New York County’s District Attorney Cyrus Vance fares no better. In the third case, Trump v. Vance, he makes many arguments as follows, which do not apply to this situation: (1) Presidents can be subpoenaed as witnesses, but President Donald Trump is clearly a target of the investigation; (2) presidents can be sued for private civil harms in federal court, but Vance seeks documents for a public harm in a criminal case in state court; (3) courts can – per Supreme Court authority – trust U.S. attorneys to pursue cases in the public interest, but that does not apply to every county district attorney, many of whom have launched politically motivated attacks; (4) federalism protects state and local actions within the historic powers of those levels of government, but the protected field is the federal field (prosecuting presidents) not a state or local one (prosecutions generally), and that federal field has no history of state and local activity; and (5) government is entitled to a “presumption of regularity,” but this is no ordinary case, and several facets of the case raise troubling questions.
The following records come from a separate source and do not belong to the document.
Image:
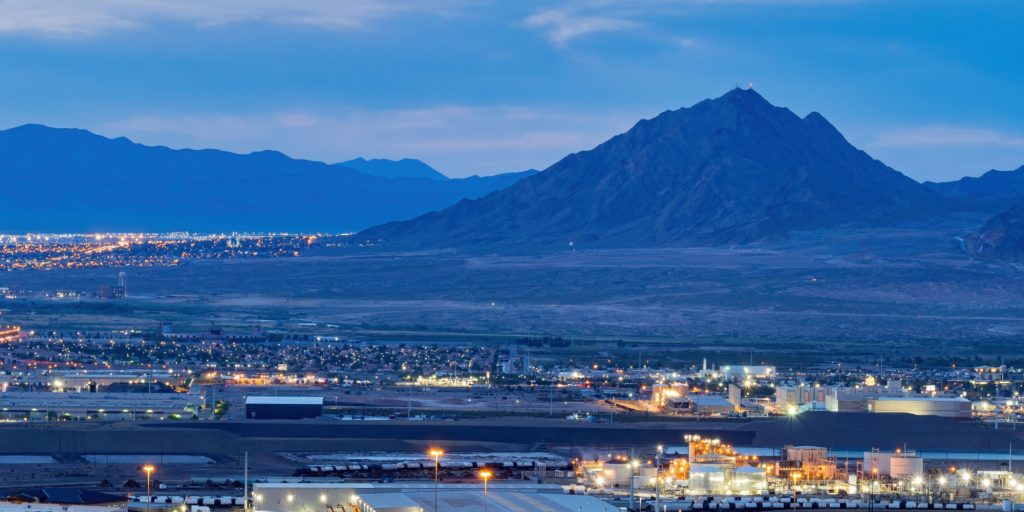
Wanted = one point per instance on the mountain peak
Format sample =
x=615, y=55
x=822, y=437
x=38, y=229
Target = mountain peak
x=404, y=168
x=731, y=170
x=740, y=94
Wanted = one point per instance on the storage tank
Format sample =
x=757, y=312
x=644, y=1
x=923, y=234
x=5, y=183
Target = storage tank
x=617, y=473
x=710, y=477
x=806, y=454
x=905, y=466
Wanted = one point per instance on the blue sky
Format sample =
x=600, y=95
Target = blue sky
x=932, y=88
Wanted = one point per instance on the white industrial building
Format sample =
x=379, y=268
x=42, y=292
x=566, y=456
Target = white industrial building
x=894, y=465
x=419, y=497
x=947, y=407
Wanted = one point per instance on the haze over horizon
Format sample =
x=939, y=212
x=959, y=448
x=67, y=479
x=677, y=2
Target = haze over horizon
x=483, y=87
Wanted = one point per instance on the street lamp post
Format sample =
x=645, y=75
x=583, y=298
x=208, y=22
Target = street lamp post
x=436, y=454
x=485, y=474
x=634, y=464
x=657, y=477
x=796, y=478
x=148, y=469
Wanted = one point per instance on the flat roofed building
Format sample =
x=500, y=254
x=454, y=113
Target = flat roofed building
x=419, y=497
x=947, y=407
x=284, y=408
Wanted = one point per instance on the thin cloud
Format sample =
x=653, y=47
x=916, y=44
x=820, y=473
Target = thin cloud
x=85, y=18
x=458, y=139
x=561, y=25
x=942, y=135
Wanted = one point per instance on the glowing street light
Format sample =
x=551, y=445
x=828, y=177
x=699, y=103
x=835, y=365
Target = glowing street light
x=485, y=475
x=436, y=454
x=148, y=469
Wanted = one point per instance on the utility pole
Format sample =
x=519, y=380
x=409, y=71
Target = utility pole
x=245, y=484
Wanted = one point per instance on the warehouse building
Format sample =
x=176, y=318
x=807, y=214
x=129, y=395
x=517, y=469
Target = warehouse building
x=947, y=407
x=284, y=408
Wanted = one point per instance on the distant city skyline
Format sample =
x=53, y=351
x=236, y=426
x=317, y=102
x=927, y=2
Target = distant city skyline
x=477, y=87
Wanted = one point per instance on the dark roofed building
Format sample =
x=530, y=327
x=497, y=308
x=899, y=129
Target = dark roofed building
x=284, y=408
x=66, y=496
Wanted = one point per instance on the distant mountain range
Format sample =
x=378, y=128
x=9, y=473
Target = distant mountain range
x=730, y=170
x=991, y=185
x=73, y=180
x=404, y=168
x=999, y=239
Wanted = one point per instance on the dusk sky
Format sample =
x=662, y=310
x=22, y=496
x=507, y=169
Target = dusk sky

In short, if Vance thinks that the president committed a crime, he needs to wait until the president leaves office to pursue it. Otherwise, every future president could face prosecutions and subpoenas from disaffected corners of the country.
The House subpoenas lack a legislative purpose
If Congress has the implied power to subpoena the executive branch, that power is implied from Congress’ power to legislate. This means that Congress cannot use its implied subpoena power for other purposes, such as law enforcement or – potentially – opposition research. As Chief Justice John Roberts held in Department of Commerce v. New York, quoting the eminent Judge Henry Friendly, for whom he clerked, the court is “‘not required to exhibit a naiveté from which ordinary citizens are free.’” These subpoenas appear to have nothing to do with legislation, beyond a pretext. And maybe not even that.
The Supreme Court should withdraw the federal judiciary from these inter-branch fights
Finally, Eagle Forum ELDF’s brief also suggests that the court deem such inter-branch subpoenas unenforceable in federal court. The legal doctrine under which the court would essentially recuse itself is known as the “political question” doctrine. Under this doctrine, federal courts dismiss suits for lack of jurisdiction under Article III of the Constitution, which defines and limits the federal judicial power. Eagle Forum ELDF does not suggest dismissing the president’s suits to quash the subpoenas; instead, Eagle Forum ELDF suggests that the court should rule for the president because the subpoenas are unenforceable.
The alternative – to allow a mere committee of one chamber of Congress to harass a president – will neither end well nor end here. A precedent that allows intrusive investigations would weaken the presidency and the nation.